In 2015, revised diagnostic criteria were proposed by The International Panel for NMO Diagnosis (IPND). These guidelines are different depending on the AQP4 IgG antibody status of the person. The diagnostic requirements are more stringent in those without AQP4-IgG, and require 2 core clinical characteristics, one of which has to be optic neuritis, acute myelitis with longitudinally extensive transverse myelitis (LETM), or lesions in certain areas of the brain that cause typical NMOSD syndromes. Those who are AQP4-IgG positive require just one core clinical characteristic.
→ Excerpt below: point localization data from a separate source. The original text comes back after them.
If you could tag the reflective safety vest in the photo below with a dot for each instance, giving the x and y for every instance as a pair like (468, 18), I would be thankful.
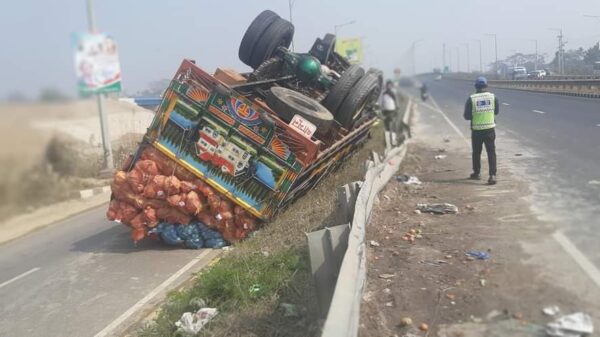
(483, 107)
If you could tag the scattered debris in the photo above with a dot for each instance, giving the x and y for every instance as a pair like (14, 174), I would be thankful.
(551, 310)
(191, 324)
(574, 325)
(290, 310)
(387, 276)
(480, 255)
(443, 208)
(408, 180)
(405, 321)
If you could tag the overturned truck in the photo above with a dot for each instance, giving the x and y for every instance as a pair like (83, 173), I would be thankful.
(225, 152)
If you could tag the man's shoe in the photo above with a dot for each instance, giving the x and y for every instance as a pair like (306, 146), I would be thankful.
(475, 176)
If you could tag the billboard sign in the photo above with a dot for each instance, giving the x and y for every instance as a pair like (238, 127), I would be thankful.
(96, 64)
(350, 49)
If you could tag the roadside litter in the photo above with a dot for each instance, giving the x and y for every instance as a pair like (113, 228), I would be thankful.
(479, 255)
(191, 324)
(574, 325)
(408, 180)
(551, 311)
(444, 208)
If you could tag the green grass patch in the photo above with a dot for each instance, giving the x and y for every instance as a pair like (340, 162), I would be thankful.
(235, 282)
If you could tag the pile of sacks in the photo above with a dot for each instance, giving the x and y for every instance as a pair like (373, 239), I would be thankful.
(158, 190)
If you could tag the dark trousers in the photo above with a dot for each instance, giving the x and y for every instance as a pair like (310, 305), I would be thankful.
(487, 137)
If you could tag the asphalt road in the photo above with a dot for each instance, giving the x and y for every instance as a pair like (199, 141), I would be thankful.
(78, 277)
(558, 139)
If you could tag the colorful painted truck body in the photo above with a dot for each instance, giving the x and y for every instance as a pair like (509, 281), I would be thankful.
(220, 136)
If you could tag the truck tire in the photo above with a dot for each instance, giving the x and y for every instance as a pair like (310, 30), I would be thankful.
(287, 103)
(278, 34)
(342, 87)
(360, 96)
(253, 34)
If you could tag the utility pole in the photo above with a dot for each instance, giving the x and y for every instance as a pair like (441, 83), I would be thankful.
(480, 57)
(468, 58)
(536, 55)
(443, 57)
(496, 51)
(561, 50)
(106, 141)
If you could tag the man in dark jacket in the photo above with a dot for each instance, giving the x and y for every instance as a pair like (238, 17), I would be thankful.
(481, 109)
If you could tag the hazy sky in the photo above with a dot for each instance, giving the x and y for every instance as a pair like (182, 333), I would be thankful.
(153, 36)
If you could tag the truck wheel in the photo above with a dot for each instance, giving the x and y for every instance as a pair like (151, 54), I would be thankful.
(253, 34)
(278, 34)
(362, 94)
(287, 103)
(342, 87)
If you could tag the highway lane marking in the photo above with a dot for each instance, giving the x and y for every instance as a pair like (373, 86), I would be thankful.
(585, 264)
(119, 320)
(18, 277)
(450, 122)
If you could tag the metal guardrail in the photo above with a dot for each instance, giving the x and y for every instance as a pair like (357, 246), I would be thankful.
(342, 301)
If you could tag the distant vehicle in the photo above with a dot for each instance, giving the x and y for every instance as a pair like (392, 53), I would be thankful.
(537, 74)
(518, 73)
(406, 82)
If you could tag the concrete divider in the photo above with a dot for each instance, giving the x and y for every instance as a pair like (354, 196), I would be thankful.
(341, 303)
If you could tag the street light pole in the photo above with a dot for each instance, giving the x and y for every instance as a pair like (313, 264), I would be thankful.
(106, 141)
(496, 51)
(536, 55)
(480, 57)
(337, 27)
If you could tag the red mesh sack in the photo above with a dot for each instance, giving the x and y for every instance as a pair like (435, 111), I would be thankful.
(135, 178)
(172, 185)
(172, 215)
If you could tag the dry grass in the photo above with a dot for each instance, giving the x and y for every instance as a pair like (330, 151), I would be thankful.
(284, 235)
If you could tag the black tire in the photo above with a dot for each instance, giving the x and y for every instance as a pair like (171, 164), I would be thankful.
(362, 94)
(253, 34)
(278, 34)
(342, 87)
(287, 103)
(323, 48)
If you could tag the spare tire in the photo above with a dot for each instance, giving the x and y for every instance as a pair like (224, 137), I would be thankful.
(253, 34)
(278, 34)
(361, 94)
(287, 103)
(342, 87)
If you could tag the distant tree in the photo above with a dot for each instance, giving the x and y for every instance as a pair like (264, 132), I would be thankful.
(16, 97)
(155, 88)
(52, 95)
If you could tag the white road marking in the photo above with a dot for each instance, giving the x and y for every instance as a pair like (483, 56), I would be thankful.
(585, 264)
(114, 324)
(19, 277)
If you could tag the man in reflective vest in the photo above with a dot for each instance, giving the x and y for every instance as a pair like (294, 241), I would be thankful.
(481, 109)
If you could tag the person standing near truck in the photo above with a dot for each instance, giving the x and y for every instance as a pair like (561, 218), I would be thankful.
(389, 107)
(481, 109)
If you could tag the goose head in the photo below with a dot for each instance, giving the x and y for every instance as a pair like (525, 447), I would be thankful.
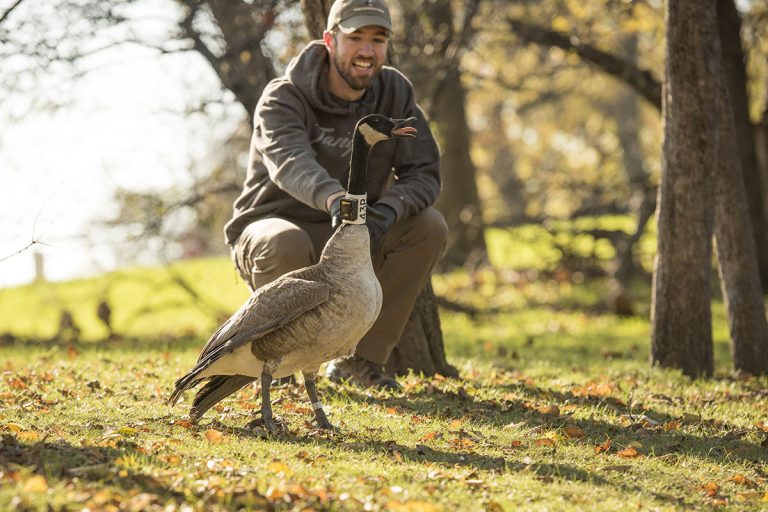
(369, 131)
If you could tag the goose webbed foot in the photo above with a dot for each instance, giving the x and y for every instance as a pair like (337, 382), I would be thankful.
(320, 417)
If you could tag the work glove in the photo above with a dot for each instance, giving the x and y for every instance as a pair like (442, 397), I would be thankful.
(379, 219)
(336, 212)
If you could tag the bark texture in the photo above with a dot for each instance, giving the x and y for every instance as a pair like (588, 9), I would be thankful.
(681, 316)
(421, 347)
(736, 248)
(734, 71)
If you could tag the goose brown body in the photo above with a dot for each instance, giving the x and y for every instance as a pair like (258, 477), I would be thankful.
(306, 317)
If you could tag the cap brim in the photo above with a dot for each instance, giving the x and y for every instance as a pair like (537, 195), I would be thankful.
(355, 22)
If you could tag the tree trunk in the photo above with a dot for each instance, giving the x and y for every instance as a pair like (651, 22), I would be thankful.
(736, 252)
(459, 200)
(680, 312)
(729, 24)
(436, 76)
(642, 194)
(421, 347)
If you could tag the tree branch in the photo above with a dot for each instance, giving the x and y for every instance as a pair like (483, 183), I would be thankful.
(640, 79)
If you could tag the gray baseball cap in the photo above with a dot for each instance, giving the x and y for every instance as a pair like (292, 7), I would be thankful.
(350, 15)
They also determined a set of “red flags” that do not exclude NMOSD if present, but may indicate another diagnosis. Some of these red flags include: a very short (less than 4 hours) or very long (more than 4 weeks) time to the worst part of an attack, and presence of oligoclonal bands in the cerebrospinal fluid.
They also give a list of neuroimaging characteristics of NMO, which include LETM, a lesion in the central part of the cord, and certain NMOSD-typical brain lesion patterns.
The IPND also stated that the characteristics of pediatric NMOSD are similar to adult NMOSD, and the proposed criteria can generally be used in this population, although they note that a LETM lesion is not as specific for NMOSD in children as it is in adults because LETM can occur in 15% of children with MS, and can occur in ADEM.
Furthermore, they note that 5-10% of NMOSD cases are monophasic, but note that it is unclear what criteria indicate that someone will maintain a monophasic disease course. They recommend that someone be considered to have monophasic NMOSD only after they have been relapse free for five or more years, but those who are AQP4-IgG positive should be considered to be at high risk for recurrence regardless of the length of time between attacks. A test for anti-MOG should be done as well.
Diagnostic criteria for NMOSD with AQP4-IgG
- At least 1 core clinical characteristic
- Positive test for AQP4-IgG using best available detection method (cell-based assay strongly recommended)
- Exclusion of alternative diagnoses
Diagnostic criteria for NMOSD without AQP4-IgG or unknown AQP4-IgG status
- At least 2 core clinical characteristic occurring as a result of one or more clinical attacks and meeting all of the following requirement:
- At least 1 core clinical characteristic must be optic neuritis, acute myelitis with LETM, or area postrema syndrome
- Dissemination in space (2 or more core clinical characteristic)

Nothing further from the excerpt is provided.